SPARQL-to-SQL function mappings are specified in the file functions.xml.

Standard SPARQL functions
SPARQL function SQL Definition
boolean strstarts(string, string) strpos($1$, $2$) = 1
TODO
Spatial Function Extensions
SPARQL function SQL Definition
TODO

Supported SPARQL language features

  • Join, LeftJoin (i.e. Optional), Union, Sub queries
  • Filter predicates: comparison: (<=, <, =, >, >=) logical: (!, &&; ||) arithmetic: (+, -) spatial: st_intersects, geomFromText; other: regex, lang, langMatches
  • Aggregate functions: Count(*)
  • Order By is pushed into the SQL

Debian packages

Sparqlify Debian packages can be obtained by following means:

Public repositories

After setting up any of the repositories below, you can install sparqlify with apt using

  • apt: `sudo apt-get install sparqlify-cli

Linked Data Stack (this is what you want)

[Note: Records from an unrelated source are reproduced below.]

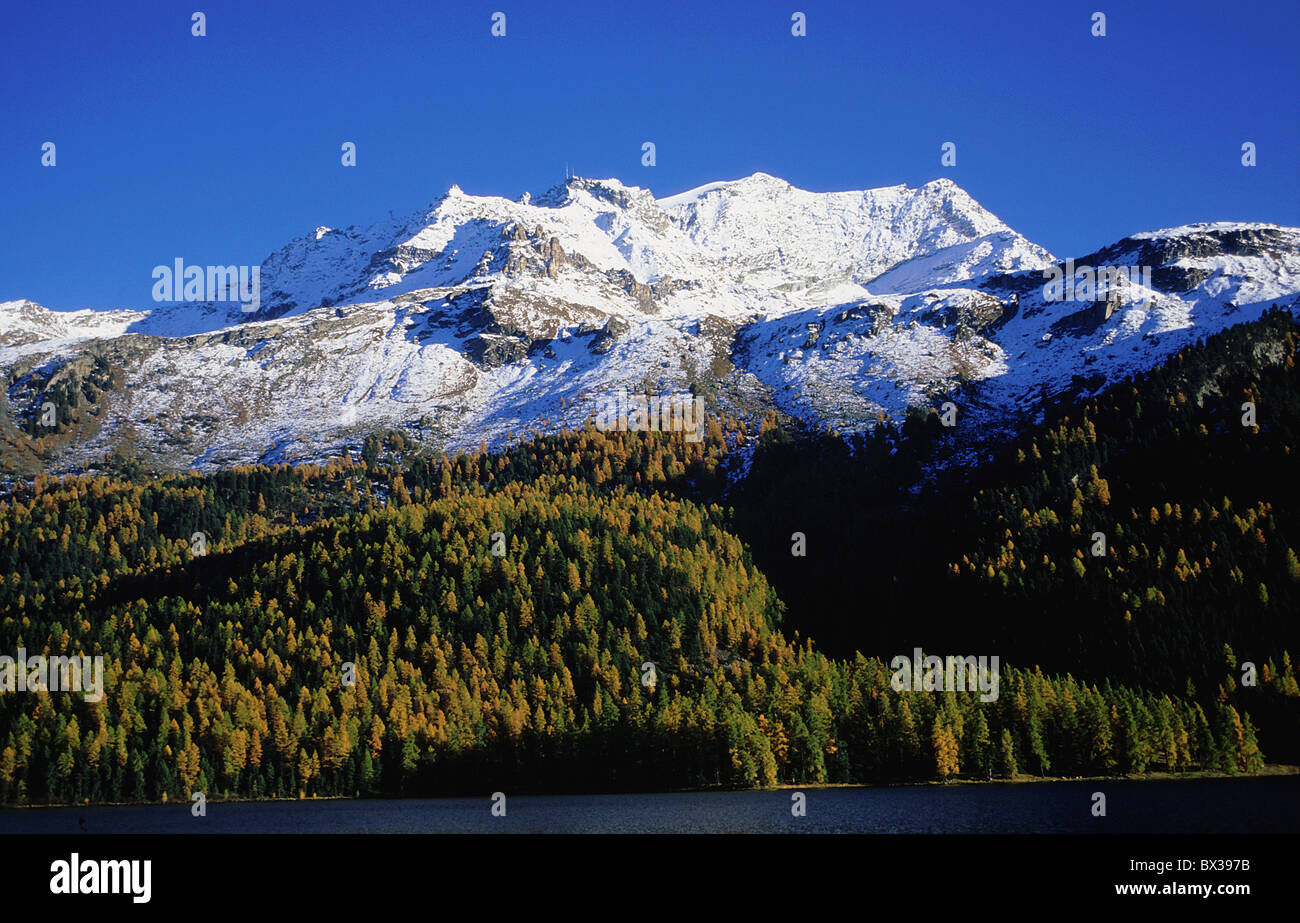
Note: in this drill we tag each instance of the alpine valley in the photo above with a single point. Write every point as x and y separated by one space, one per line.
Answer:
482 320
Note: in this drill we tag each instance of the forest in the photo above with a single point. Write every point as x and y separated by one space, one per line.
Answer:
616 611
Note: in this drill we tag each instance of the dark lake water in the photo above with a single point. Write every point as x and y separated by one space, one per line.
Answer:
1268 805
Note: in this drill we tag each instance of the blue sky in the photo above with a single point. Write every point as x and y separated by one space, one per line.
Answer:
222 148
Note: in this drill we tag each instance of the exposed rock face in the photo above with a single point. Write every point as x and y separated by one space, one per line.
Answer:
480 317
1086 321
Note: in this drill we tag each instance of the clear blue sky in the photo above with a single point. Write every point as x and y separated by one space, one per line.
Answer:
222 148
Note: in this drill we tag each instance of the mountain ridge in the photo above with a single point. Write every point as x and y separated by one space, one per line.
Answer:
476 319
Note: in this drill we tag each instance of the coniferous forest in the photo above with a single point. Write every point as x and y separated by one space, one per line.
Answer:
614 611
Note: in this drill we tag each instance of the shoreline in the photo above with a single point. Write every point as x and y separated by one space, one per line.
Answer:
1019 779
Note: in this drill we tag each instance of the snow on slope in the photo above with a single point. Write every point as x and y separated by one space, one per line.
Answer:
480 317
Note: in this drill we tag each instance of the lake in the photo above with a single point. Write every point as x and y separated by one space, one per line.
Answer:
1266 805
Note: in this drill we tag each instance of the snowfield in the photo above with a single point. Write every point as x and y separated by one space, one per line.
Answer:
481 319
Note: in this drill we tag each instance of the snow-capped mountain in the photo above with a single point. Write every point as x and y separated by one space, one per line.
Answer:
481 317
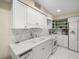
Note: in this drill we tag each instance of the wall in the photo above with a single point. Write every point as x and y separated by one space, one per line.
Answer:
67 15
4 32
5 24
43 10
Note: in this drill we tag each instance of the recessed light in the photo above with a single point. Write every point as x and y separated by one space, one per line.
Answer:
58 10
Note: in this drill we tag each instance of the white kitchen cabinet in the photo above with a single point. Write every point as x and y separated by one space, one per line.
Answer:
73 36
49 24
18 15
62 40
36 19
42 51
24 16
73 33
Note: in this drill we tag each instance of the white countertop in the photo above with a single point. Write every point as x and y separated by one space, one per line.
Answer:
28 44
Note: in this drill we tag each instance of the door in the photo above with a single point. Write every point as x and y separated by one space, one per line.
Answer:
18 15
73 36
38 52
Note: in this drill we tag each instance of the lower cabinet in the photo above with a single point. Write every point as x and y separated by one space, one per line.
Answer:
63 40
42 51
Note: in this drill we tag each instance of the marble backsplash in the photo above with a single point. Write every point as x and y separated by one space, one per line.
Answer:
19 35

Sparqlify is distributed at the Linked Data Stack, which offers many great tools done by various contributors of the Semantic Web community.

  • The repository is available in the flavors nightly, testing and stable here.
# !!! Replace stable with nightly or testing as needed !!!

# Download the repository package
wget http://stack.linkeddata.org/ldstable-repository.deb

# Install the repository package
sudo dpkg -i ldstable-repository.deb

# Update the repository database
sudo apt-get update

Bleeding Edge (Not recommended for production)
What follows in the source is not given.